Second, he said that Apple stock is trading “comfortably below its peak relative multiple during its last iPhone super-cycle,” which presumably is the iPhone 6. He added that based on his estimates for fiscal 2018 and using a similar multiple, the stock would trade at $186, although he feels that even that could be too low. His target price is set at $175 currently.

And finally, the Bernstein analyst sees “material” potential contributions from currencies and other products like the rumored LTE Apple Watch model and the HomePod.

Apple stock to $177 on iPhone 8 reveal?

It seems the options market is also pricing in an upward trend for Apple stock after the reveal on Tuesday. According to a post on Investopedia, options traders are betting on a nearly 7% increase in the stock. The post adds that “an overwhelming amount of options traders” are betting that Apple shares will rise to around $177 by Oct. 20. If the shares do indeed rise that much, it would tack on almost $60 billion to the company’s market capitalization.

According to Michael Kramer, open interest in options contracts favors the calls 13 to one, with the market strongly implying that the stock will soar past $170. He found 40,000 call contracts at the $170 strike price and 30,000 contracts at the $175 strike price.

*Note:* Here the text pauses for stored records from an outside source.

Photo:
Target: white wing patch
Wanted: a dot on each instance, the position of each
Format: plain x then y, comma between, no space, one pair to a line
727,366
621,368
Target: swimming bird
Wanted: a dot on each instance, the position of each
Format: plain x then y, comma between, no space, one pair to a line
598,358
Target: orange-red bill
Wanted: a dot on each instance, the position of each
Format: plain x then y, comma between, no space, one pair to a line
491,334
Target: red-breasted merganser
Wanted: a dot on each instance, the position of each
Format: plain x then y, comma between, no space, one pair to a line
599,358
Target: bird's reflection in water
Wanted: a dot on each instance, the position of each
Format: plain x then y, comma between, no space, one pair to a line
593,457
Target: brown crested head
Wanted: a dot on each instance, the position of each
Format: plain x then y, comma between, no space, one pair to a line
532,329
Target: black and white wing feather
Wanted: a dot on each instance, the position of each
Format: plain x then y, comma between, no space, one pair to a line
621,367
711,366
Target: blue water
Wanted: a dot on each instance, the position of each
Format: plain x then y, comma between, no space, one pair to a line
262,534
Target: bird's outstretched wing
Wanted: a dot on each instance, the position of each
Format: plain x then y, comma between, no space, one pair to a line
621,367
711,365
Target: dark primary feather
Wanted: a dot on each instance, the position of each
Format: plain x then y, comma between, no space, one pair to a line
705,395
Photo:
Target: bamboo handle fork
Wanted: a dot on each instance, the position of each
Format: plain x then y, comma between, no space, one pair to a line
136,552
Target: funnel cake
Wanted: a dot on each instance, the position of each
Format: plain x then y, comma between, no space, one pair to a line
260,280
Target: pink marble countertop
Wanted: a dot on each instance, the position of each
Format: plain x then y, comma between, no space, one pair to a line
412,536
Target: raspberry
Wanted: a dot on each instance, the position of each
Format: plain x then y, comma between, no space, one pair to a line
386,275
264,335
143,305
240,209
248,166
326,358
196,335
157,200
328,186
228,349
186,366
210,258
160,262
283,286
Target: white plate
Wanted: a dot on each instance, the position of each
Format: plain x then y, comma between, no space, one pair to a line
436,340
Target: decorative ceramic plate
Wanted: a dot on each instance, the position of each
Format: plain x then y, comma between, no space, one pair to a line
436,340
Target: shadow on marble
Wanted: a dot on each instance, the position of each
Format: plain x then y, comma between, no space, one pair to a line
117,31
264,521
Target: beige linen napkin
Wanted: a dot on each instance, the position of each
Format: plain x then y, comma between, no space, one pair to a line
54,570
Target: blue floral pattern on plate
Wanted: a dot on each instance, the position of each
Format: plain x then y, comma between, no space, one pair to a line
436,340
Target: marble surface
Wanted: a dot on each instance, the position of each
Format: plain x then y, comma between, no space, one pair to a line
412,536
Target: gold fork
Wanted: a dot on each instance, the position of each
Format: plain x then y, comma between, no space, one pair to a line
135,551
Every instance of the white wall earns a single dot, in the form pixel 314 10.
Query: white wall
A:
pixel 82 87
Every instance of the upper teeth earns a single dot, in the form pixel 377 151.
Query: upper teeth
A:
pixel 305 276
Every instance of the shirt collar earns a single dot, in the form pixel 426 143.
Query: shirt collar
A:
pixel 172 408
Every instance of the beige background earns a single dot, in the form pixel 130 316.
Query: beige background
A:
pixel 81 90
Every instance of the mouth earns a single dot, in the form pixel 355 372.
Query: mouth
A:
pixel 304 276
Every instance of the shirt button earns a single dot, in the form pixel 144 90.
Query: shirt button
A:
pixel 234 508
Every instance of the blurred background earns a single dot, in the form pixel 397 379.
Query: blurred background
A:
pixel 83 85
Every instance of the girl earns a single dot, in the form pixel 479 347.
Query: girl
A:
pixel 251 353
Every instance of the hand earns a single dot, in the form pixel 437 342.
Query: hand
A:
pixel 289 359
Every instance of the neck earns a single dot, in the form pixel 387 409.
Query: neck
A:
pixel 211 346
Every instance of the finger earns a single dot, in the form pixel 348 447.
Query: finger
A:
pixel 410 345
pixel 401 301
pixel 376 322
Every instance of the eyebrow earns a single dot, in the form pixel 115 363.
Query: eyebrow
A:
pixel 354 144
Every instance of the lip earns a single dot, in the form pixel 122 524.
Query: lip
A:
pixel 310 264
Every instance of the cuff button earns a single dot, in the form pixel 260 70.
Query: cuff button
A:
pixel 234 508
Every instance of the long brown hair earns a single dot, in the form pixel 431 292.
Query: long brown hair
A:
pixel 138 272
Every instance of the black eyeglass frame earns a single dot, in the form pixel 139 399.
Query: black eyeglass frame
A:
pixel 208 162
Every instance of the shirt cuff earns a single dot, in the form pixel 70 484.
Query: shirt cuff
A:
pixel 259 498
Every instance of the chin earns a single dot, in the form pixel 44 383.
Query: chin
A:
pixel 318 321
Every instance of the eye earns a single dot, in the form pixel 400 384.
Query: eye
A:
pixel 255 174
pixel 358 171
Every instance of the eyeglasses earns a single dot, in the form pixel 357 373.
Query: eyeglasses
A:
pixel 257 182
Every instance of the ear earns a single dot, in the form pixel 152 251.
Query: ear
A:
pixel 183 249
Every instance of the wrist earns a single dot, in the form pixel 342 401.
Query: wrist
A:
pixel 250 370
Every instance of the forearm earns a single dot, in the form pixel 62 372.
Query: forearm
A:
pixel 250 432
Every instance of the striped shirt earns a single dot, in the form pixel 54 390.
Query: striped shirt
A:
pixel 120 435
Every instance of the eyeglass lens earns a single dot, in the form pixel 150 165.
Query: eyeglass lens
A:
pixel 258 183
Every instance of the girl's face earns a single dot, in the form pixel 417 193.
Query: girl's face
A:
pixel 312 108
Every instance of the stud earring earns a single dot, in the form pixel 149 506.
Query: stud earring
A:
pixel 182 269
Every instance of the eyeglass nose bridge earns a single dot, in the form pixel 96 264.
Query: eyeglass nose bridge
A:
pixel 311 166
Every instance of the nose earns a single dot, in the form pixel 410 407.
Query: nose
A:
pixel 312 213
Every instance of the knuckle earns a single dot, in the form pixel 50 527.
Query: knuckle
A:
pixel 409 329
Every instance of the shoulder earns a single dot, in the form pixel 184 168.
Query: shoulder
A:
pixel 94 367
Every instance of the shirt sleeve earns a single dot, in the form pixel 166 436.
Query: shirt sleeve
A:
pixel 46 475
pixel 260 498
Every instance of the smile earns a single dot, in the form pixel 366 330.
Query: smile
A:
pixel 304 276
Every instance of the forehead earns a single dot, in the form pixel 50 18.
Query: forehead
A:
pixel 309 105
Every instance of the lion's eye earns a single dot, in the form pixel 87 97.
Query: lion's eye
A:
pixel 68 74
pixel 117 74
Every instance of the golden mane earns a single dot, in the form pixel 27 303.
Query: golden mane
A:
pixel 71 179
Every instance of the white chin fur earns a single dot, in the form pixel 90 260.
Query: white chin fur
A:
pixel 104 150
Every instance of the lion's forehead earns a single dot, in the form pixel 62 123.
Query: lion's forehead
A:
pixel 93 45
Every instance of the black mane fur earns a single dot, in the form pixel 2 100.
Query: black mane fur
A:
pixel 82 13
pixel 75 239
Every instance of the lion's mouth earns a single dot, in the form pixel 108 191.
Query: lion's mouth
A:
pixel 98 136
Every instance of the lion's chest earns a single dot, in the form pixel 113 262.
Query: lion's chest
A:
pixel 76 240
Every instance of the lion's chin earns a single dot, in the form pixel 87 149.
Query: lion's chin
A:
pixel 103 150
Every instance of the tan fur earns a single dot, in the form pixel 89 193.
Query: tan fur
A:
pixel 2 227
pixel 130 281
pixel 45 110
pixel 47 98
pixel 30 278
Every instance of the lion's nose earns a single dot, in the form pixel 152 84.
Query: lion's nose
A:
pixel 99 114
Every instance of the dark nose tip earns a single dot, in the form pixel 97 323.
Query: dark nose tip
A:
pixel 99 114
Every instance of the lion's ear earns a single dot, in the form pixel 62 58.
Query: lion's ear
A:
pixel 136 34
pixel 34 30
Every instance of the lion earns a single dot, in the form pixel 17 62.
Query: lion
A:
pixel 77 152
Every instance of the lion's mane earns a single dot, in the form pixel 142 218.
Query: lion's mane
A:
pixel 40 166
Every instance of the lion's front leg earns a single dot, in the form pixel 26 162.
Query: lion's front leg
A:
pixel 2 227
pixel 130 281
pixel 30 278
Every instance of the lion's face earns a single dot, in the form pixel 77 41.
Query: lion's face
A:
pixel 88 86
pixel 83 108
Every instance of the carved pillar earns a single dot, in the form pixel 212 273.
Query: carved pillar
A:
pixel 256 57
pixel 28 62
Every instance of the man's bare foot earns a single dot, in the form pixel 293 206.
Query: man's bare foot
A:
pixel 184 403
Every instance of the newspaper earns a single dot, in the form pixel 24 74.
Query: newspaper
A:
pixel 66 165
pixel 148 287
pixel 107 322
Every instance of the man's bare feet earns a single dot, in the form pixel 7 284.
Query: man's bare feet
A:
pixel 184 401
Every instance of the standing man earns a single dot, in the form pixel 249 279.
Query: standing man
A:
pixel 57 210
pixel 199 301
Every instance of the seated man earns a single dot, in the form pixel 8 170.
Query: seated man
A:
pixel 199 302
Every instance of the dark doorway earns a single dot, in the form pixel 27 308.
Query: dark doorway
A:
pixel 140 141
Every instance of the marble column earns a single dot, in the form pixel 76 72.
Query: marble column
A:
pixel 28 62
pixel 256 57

The contracts were priced at about $1.60 apiece, and the $175 calls imply that options traders expect Apple stock to reach $177 by Oct. 20.

However, he added that implied volatility is high for the options at almost 22%, so options traders are clearly expecting some extreme volatility in the name, given that October options for the S&P 500 have an implied volatility of only 9%.

Gene Munster predicts 10% decline in Apple stock

While options traders are betting on an increase after the iPhone 8, Gene Munster, who previously covered Apple stock as an analyst, predicts that the shares will fall by about 10% within the next three months. Munster left his position as analyst and went to venture capital firm Loup Ventures, where he is now a managing partner, but Wall Street still listens carefully when he talks about Apple.

He spoke about the iPhone maker on Tuesday on CNBC’s Power Lunch, and he looked at what the company’s stock has done over the last four years between the iPhone announcement and three months after it. He explained that usually, the largest gains going into a product cycle suggest a decline after the announcement. Thus, he expects exactly that after the iPhone 8 is revealed.

Rumors about the iPhone 8 have been running rampant for at least the last year, and Apple stock is up by about 50% in that time frame. Munster said it’s only natural for some investors to take some profits after the big day they’ve been looking forward to finally arrives.

Apple stock was little changed Wednesday afternoon, although it dipped on Tuesday and earlier on Wednesday, falling below the recent high of $164.94.